PolarGS: Polarimetric Cues for Ambiguity-Free Gaussian Splatting with Accurate Geometry Recovery
Bo Guo, Sijia Wen, Yifan Zhao, Jia Li, Zhiming Zheng
TL;DR
<3-5 sentence high-level summary> PolarGS addresses geometric reconstruction failures of RGB-based 3D Gaussian Splatting in photometrically ambiguous regions by injecting polarization cues as optical priors. It introduces two modules: polarization-guided photometric correction to stabilize reflective Gaussians using DoLP-based localization, PRI, and Color Refinement Maps; and a polarization-enhanced Gaussian densification that leverages AoLP/DoLP within a PatchMatch framework to recover missing geometry. The method is framework-agnostic and demonstrates superior geometric accuracy and mesh completeness on real and synthetic datasets, outperforming state-of-the-art methods and showing strong plug-and-play compatibility. This work highlights the value of physics-informed polarization priors for robust, high-fidelity 3D reconstruction with Gaussian representations.
Abstract
Recent advances in surface reconstruction for 3D Gaussian Splatting (3DGS) have enabled remarkable geometric accuracy.

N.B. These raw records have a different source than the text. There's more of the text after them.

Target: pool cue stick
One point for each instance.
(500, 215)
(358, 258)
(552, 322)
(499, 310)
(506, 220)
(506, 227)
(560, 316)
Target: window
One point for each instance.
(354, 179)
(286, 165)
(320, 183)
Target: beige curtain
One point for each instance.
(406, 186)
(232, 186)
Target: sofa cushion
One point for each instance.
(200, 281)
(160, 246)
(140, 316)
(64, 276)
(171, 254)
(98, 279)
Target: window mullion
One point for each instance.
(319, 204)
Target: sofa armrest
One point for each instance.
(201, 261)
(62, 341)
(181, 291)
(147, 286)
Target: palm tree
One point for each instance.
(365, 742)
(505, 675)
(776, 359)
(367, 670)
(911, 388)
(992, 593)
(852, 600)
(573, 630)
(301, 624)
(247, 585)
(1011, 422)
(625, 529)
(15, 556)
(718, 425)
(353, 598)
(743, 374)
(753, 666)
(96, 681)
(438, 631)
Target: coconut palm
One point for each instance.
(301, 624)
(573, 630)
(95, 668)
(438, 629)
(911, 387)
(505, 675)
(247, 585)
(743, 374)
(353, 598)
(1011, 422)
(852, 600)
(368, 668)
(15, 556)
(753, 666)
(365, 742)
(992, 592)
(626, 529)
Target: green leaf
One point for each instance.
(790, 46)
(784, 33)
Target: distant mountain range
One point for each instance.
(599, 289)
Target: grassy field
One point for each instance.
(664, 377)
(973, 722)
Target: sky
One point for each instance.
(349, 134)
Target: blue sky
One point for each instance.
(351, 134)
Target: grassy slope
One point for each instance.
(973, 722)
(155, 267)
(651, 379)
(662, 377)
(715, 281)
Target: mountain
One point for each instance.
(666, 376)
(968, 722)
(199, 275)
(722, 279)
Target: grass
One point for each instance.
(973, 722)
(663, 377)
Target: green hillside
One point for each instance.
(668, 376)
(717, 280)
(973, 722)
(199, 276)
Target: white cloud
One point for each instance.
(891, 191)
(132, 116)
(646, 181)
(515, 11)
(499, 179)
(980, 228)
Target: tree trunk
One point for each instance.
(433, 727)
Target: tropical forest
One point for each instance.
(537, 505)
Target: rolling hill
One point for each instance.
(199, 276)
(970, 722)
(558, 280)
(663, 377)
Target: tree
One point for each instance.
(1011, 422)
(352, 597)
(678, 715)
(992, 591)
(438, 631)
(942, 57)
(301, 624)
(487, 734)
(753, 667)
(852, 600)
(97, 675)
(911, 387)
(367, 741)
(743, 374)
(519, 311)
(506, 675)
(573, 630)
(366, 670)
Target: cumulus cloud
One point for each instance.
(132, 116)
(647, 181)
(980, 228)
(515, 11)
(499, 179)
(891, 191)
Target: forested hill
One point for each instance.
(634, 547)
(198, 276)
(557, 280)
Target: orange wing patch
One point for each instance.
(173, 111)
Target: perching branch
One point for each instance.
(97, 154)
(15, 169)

However, their performance degrades in photometrically ambiguous regions such as reflective and textureless surfaces, where unreliable cues disrupt photometric consistency and hinder accurate geometry estimation. Reflected light is often partially polarized in a manner that reveals surface orientation, making polarization an optic complement to photometric cues in resolving such ambiguities. Therefore, we propose PolarGS, an optics-aware extension of RGB-based 3DGS that leverages polarization as an optical prior to resolve photometric ambiguities and enhance reconstruction accuracy. Specifically, we introduce two complementary modules: a polarization-guided photometric correction strategy, which ensures photometric consistency by identifying reflective regions via the Degree of Linear Polarization (DoLP) and refining reflective Gaussians with Color Refinement Maps; and a polarization-enhanced Gaussian densification mechanism for textureless area geometry recovery, which integrates both Angle and Degree of Linear Polarization (A/DoLP) into a PatchMatch-based depth completion process. This enables the back-projection and fusion of new Gaussians, leading to more complete reconstruction. PolarGS is framework-agnostic and achieves superior geometric accuracy compared to state-of-the-art methods.